Sample YAML File that defines the MSIX Build Pipeline
pool:
vmImage: windows-2019
variables:
buildPlatform: 'x86'
buildConfiguration: 'release'
major: 1
minor: 0
build: 0
revision: $[counter('rev', 0)]
steps:
- powershell: |
# Update appxmanifest. This must be done before the build.
[xml]$manifest= get-content ".\Msix\Package.appxmanifest"
$manifest.Package.Identity.Version = "$(major).$(minor).$(build).$(revision)"
$manifest.save("Msix/Package.appxmanifest")
displayName: 'Version Package Manifest'
- task: MSBuild@1
inputs:
solution: Msix/Msix.wapproj
platform: $(buildPlatform)
configuration: $(buildConfiguration)
msbuildArguments: '/p:OutputPath=NonPackagedApp
/p:UapAppxPackageBuildMode=SideLoadOnly /p:AppxBundle=Never /p:AppxPackageOutput=$(Build.ArtifactStagingDirectory)\MsixDesktopApp.msix /p:AppxPackageSigningEnabled=false'
displayName: 'Package the App'
- task: DownloadSecureFile@1
inputs:
secureFile: 'certificate.pfx'
displayName: 'Download Secure PFX File'
- script: '"C:\Program Files (x86)\Windows Kits\10\bin\10.0.17763.0\x86\signtool"

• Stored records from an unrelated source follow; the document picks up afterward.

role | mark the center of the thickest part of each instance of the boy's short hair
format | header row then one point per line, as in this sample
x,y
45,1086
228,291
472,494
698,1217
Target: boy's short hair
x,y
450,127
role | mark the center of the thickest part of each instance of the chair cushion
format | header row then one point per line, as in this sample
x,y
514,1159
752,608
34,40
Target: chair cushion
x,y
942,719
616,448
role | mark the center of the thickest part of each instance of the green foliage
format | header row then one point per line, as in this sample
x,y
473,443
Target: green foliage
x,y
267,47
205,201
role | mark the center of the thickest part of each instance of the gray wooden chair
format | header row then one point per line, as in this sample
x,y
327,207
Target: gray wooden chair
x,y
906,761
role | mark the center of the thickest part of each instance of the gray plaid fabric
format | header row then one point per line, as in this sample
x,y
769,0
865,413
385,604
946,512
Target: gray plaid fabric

sign /fd SHA256 /f $(Agent.TempDirectory)/certificate.pfx /p secret $(
Build.ArtifactStagingDirectory)/MsixDesktopApp.msix'
displayName: 'Sign MSIX Package'
- task: PublishBuildArtifacts@1
displayName: 'Publish Artifact: drop'
Below are breakdowns of the different Build tasks defined in the YAMl file:
Configure package generation properties
The definition below sets the directory of Build components, the platform and defines whether to build a bundle or not.

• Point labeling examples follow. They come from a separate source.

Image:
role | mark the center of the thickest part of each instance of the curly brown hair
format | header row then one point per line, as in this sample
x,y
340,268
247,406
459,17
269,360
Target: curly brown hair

/p:AppxPackageDir="$(Build.ArtifactStagingDirectory)\AppxPackages\"
/p:UapAppxPackageBuildMode=SideLoadOnly
/p:AppxBundlePlatforms="$(Build.BuildPlatform)"
/p:AppxBundle=Never
Configure package signing
To sign the MSIX (or APPX) package the pipeline needs to retrieve the signing certificate. To do this, add a DownloadSecureFile task prior to the VSBuild task.
This will give you access to the signing certificate via signingCert.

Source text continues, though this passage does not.